When the simulcast began, KSJL played more of an adult oriented rhythm and blues. Once KSJL moved to 810 AM and 92.5 FM KSJL-FM, the station's hip-hop lean and the Mix Show was no more, instead playing mostly slow jams and softer music. Crossover hits like Zhane "Groove Thang", or Montell Jordan's "This is how we do it" were no longer in the music rotation. Between 1998-2000, KTFM was the only commercial FM outlet for hip-hop, until the arrival of KBBT 98.5 the Beat.

KSJL History

The KSJL calls originated on 760 AM.  Its formats on 760 AM included "Spirit of 76" and The "Z-rock" SMN Network. While at 760, it was also part of a simulcast with sister station KSAQ 96.1 as "Super Q, Q96.1".

When KISS 99.5 returned as a rock station, 76 Z-rock called it quits, as a market with three separate rock stations could not generate revenue at that time.

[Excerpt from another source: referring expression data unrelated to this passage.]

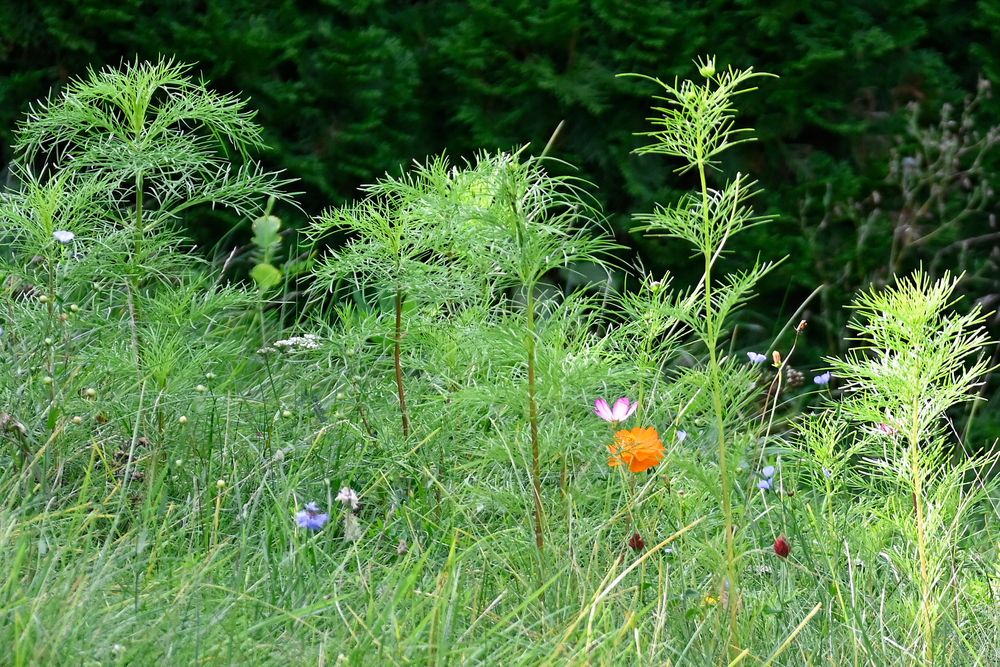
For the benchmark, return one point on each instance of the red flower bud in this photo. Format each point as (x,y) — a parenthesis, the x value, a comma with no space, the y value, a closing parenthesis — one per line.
(782,547)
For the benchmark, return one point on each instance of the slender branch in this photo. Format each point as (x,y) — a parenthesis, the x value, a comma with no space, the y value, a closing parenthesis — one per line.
(536,466)
(397,360)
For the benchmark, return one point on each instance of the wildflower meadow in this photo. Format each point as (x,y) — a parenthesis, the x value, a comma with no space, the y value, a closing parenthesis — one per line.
(449,422)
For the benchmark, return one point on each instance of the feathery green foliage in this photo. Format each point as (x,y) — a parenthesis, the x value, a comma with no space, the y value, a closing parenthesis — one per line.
(165,429)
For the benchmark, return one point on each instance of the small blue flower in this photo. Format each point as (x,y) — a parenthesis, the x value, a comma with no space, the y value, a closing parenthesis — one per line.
(311,517)
(822,379)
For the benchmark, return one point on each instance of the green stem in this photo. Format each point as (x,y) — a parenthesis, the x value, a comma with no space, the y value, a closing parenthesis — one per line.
(926,621)
(397,360)
(716,382)
(536,466)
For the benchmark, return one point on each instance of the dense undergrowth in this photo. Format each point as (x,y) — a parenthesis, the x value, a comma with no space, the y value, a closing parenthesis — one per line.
(389,452)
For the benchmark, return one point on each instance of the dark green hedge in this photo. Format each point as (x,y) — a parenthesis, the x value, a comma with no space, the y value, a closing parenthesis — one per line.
(348,90)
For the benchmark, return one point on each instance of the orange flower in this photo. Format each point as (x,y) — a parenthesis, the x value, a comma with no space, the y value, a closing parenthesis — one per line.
(638,448)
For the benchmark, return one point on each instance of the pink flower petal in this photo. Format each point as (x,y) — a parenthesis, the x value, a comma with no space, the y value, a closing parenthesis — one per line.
(623,408)
(602,410)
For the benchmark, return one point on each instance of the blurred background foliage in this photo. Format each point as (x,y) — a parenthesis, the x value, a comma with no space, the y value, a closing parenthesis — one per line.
(876,148)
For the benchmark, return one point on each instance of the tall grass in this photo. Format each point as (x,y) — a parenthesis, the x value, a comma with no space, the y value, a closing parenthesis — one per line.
(163,422)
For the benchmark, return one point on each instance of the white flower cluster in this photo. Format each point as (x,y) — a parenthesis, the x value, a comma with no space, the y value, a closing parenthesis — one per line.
(305,342)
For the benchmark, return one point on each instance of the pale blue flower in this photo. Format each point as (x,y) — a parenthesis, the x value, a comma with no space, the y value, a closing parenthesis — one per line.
(822,379)
(311,517)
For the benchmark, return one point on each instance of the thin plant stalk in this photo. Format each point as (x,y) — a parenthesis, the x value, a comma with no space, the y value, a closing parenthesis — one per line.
(717,408)
(536,466)
(398,363)
(926,621)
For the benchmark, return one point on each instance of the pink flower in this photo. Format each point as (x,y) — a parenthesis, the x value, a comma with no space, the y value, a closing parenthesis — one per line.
(885,429)
(621,411)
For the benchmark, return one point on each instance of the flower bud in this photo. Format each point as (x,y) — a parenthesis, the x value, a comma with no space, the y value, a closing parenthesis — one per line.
(782,547)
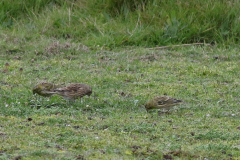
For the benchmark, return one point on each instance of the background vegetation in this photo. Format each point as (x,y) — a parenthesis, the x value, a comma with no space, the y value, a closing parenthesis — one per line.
(104,44)
(114,23)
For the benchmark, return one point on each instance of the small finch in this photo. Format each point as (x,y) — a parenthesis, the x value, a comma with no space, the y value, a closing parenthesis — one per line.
(42,88)
(72,91)
(162,102)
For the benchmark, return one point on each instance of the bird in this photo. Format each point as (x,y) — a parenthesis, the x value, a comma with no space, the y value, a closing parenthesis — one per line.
(42,88)
(162,102)
(72,91)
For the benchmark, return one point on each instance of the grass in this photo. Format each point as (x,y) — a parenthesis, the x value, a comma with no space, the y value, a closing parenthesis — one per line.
(113,123)
(111,23)
(104,44)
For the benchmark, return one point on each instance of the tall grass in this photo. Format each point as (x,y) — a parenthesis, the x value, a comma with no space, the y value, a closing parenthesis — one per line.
(113,23)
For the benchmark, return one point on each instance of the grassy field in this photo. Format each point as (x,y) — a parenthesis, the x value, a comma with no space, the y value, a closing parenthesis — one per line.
(105,43)
(113,123)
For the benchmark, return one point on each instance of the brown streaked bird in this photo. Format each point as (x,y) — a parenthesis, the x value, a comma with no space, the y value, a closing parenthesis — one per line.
(42,88)
(162,102)
(72,91)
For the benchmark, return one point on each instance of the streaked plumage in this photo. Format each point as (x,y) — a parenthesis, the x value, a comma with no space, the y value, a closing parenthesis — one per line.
(73,91)
(162,102)
(42,87)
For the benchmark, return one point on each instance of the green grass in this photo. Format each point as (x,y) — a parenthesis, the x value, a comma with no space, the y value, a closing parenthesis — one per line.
(104,44)
(117,23)
(113,123)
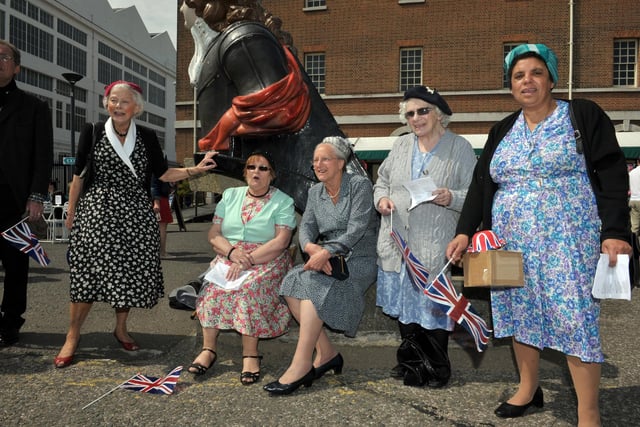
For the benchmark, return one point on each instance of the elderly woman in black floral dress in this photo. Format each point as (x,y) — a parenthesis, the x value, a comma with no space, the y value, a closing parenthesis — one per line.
(114,254)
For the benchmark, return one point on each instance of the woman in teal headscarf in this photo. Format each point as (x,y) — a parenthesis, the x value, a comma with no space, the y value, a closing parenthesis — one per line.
(561,203)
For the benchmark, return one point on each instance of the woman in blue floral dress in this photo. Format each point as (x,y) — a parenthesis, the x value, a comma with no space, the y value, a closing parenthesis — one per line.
(561,203)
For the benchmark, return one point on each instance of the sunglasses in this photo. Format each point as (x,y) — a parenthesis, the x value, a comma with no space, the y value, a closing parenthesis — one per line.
(421,112)
(261,168)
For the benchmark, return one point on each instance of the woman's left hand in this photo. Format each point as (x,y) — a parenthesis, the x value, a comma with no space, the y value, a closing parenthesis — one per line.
(613,247)
(207,162)
(318,259)
(234,272)
(443,196)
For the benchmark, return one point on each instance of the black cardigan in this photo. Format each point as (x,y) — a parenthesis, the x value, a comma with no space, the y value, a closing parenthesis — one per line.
(606,166)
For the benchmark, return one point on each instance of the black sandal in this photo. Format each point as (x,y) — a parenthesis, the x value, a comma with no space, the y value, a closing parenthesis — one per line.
(248,378)
(200,369)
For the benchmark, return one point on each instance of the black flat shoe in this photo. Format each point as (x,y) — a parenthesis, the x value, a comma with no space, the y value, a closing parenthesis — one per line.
(198,369)
(507,410)
(336,364)
(277,388)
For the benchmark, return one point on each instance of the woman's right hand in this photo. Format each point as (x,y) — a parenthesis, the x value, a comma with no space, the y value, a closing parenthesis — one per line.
(385,206)
(457,247)
(242,258)
(68,222)
(318,258)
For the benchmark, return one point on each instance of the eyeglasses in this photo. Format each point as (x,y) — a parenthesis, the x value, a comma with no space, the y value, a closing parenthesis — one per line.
(261,168)
(323,160)
(421,112)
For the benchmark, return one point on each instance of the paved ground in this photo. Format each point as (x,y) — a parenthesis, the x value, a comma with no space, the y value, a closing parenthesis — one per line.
(33,393)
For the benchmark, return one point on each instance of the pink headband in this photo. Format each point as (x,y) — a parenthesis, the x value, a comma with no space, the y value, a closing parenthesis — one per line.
(132,85)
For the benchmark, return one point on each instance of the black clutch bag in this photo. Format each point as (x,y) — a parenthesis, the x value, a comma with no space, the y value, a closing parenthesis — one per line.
(339,269)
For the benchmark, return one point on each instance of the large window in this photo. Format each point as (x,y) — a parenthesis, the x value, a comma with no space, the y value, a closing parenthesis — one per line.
(314,65)
(625,62)
(29,38)
(109,52)
(156,96)
(135,66)
(410,68)
(108,73)
(506,48)
(139,81)
(34,78)
(72,57)
(72,32)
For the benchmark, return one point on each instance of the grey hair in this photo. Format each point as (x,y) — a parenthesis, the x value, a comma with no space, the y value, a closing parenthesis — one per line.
(137,97)
(340,145)
(444,118)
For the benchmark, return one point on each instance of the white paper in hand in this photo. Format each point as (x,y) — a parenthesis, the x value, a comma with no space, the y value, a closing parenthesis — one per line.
(612,282)
(421,190)
(218,273)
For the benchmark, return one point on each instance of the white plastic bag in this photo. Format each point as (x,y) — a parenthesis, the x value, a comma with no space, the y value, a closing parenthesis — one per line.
(612,282)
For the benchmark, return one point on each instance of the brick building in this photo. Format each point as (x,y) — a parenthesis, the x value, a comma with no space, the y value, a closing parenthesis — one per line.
(362,54)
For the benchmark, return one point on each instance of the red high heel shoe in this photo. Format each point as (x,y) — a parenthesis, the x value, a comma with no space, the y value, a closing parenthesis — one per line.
(62,362)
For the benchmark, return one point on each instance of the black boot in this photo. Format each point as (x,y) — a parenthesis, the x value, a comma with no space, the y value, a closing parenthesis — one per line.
(439,356)
(10,329)
(406,330)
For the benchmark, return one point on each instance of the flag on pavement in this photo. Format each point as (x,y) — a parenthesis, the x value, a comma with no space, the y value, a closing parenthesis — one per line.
(21,237)
(442,292)
(153,385)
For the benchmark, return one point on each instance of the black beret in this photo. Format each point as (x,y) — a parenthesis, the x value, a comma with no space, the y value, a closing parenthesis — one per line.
(428,95)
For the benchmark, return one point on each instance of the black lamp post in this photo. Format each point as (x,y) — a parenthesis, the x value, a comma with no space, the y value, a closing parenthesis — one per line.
(72,79)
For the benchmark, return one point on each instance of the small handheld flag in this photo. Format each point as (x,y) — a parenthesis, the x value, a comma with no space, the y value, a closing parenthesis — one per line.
(144,384)
(442,292)
(21,237)
(153,385)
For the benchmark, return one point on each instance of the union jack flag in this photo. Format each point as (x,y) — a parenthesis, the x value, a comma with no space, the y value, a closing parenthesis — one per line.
(153,385)
(418,273)
(485,240)
(442,292)
(21,237)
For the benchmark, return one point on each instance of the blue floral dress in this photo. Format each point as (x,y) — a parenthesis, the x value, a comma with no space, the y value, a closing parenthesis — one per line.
(545,207)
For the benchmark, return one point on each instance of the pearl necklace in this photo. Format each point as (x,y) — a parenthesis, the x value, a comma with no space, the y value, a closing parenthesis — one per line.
(333,196)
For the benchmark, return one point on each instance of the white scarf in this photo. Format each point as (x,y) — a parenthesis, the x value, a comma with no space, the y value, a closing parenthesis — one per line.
(122,150)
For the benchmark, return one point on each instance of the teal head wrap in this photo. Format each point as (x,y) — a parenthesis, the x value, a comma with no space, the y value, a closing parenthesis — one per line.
(546,54)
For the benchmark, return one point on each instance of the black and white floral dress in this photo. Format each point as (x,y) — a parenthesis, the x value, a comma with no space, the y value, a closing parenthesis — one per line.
(114,253)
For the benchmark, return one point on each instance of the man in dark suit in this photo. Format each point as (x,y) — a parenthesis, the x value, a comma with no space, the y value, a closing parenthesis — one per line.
(26,156)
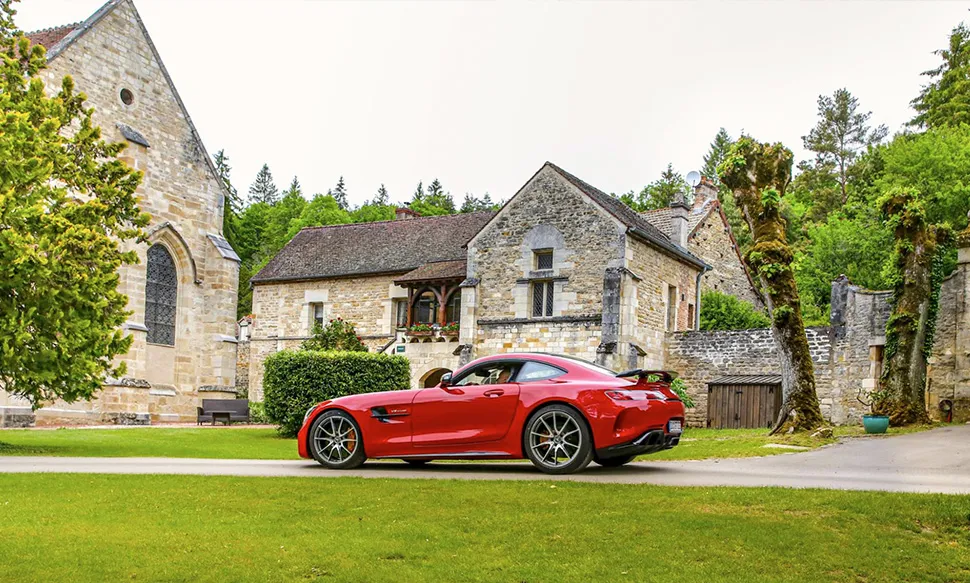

In 1992 76-KSJL "The Touch" was born, and was the first urban adult contemporary station serving the African American community of San Antonio.  It was billed as "Your Station" (as in "The People's Station"), and was owned by Inner City Broadcasting Corporation; by sheer coincidence, ICBC founder Percy Sutton was a native of San Antonio. In March 1993 the calls moved to 96.1 FM.  Inner City Broadcasting sold KSJL-AM to Clear Channel Broadcasting to make room for WOAI-760 as a news and talk format.  In 1994 to 1995 WOAI became a talk radio format "Talk Radio 760 KTKR" and then became the ticket this was due to satisfy FCC regulations which dictate radio stations owned by the same company can not have the same format on multiple stations unless it is a simulcast.

KSJL 96.1 FM continued until 1998 when it was sold to Clear Channel.  KSJL-FM was moved, to make way for KXXM, to lower power rimshot 92.5 FM with a simulcast on 810 AM.  KSJL aired some sports event broadcasts that did not fit on the schedules of sister stations WOAI and KTKR.

In 2004 the AM and FM were split and 92.5 FM became hip hop and R&B formatted KHTY, while 810 AM continued the adult urban format.

KSJL 810 AM ceased broadcasting March 1, 2007, and became "Star 810AM" when the LMA that Clear Channel Communications operated it under with Maranatha Broadcasting ended and Maranatha flipped it to Christian Contemporary.  New calls for 810 AM were subsequently established as KYTY.

KSJL's former audience, mostly African Americans, were upset by the format change as this was the only outlet for news and entertainment information in their community.

High school football
During the 2007 high school football season, live audio can be heard on KYTY from nearby Commalander Stadium if there is a NEISD high school home game at Comalander Stadium.